In terms of plant species, I'd go back over the newbie list of plants. Ferns, crypts, swords, anubias etc.

Tom Barr/plantbrain has set up tanks in this size range, and he does it well enough to be contracted for it. He also works with discus a pile. I have a feeling he'll probably end up posting here anyhow. If not, get ahold of him over at thebarrreport.com

-Philosophos


----------



## cah925 (May 18, 2007)

That's a massive tank!!! The first thing I would suggest is a substrate rich in nutrients that could support plant life with minimal or no water column dosing. I used Ferka Aquabase on my recent tank and absolutely love it. It took about 3 weeks for my plants to root down and find the stuff, but now they are growing great and showing some nice colors too. I only put ferts in the water for the first week just to help get things going. I've done at least 4 water changes so I'm sure the original ferts are long gone by now.
Another option if you have time and space for it is mineralized soil capped with a gravel or sand of your choice. There are threads on the forum that go into more detail about the process.
For plants, I would probably go with Echinodorus sword plants. They are fairly easy plants, low tech and can grow tall and wide. Maybe some Crypts in the middle for some difference in height and texture.
Monsterfishkeepers.com may be another resource for large tanks like this.


----------



## Philosophos (May 7, 2009)

Does FERKA Aquabase have actually bioavailable nutrients(as opposed to the BS on EC/fluorite)? What's the analysis look like?

-Philosophos


----------



## plantbrain (Dec 15, 2003)

I did a much larger tank, 42" is too deep for most set ups designs.

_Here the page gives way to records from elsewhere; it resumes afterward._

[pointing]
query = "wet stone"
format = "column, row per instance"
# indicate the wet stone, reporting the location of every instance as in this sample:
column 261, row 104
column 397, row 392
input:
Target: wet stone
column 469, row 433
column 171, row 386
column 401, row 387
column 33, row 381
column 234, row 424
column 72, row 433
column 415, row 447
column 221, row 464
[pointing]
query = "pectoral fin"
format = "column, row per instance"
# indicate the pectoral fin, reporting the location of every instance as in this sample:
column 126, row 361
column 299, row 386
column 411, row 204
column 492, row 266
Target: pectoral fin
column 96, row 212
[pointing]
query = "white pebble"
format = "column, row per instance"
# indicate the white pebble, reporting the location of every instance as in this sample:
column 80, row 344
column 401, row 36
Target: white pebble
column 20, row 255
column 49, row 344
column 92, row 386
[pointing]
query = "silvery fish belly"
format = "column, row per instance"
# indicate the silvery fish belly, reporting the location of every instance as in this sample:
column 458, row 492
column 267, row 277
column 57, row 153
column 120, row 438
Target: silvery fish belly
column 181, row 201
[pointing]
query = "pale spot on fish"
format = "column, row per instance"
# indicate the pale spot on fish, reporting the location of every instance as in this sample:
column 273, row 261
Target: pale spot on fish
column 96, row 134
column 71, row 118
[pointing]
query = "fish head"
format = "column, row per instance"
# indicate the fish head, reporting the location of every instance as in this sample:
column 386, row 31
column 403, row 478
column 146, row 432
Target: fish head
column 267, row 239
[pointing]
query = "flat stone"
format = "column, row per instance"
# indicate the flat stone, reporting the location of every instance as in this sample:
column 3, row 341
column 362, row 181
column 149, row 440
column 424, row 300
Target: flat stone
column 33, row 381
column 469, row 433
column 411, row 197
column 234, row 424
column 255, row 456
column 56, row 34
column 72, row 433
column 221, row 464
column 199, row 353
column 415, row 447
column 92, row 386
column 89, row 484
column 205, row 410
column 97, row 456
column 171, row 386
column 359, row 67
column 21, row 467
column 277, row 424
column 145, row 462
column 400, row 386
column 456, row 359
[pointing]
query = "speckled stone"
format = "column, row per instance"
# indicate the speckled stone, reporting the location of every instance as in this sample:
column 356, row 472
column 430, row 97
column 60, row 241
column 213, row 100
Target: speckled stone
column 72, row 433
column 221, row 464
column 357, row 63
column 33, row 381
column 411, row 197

This is 48" deep tank I designed and out together:










Regards, 
Tom Barr


----------



## plantbrain (Dec 15, 2003)

I would also not use any MH's, just T5's.
You might consider doing aesthetic sand and rocks in the front, then plant the rear and build up the wood and attach plants to it.

T5 light will offer you much better usable light and the ability to reduce and adjust the light to suit.


Regards, 
Tom Barr


----------



## Seancj (Jul 17, 2009)

Philosophos said:


> You may want to consider going with a very fertile substrate to reduce the need for stringent fertilizing. For the fertilizing its self, if you're setting up a tank that size, some how I doubt you'd mind paying for a couple paristoltic pumps to auto dose your ferts for you. It'll make a world of difference. Stay away from ADA AS on a tank that size.
> 
> In terms of plant species, I'd go back over the newbie list of plants. Ferns, crypts, swords, anubias etc.
> 
> ...


Thank you for the reply Philosophos! To be honest, my initial resources will be tied up in the tank itself, hence the need to keep it simple and low tech for now. I was hoping to utilize equipment left over from my reef aquaria days and upgrade/change as time goes on.


----------



## Seancj (Jul 17, 2009)

cah925 said:


> That's a massive tank!!! The first thing I would suggest is a substrate rich in nutrients that could support plant life with minimal or no water column dosing. I used Ferka Aquabase on my recent tank and absolutely love it. It took about 3 weeks for my plants to root down and find the stuff, but now they are growing great and showing some nice colors too. I only put ferts in the water for the first week just to help get things going. I've done at least 4 water changes so I'm sure the original ferts are long gone by now.
> Another option if you have time and space for it is mineralized soil capped with a gravel or sand of your choice. There are threads on the forum that go into more detail about the process.
> For plants, I would probably go with Echinodorus sword plants. They are fairly easy plants, low tech and can grow tall and wide. Maybe some Crypts in the middle for some difference in height and texture.
> Monsterfishkeeperscom may be another resource for large tanks like this.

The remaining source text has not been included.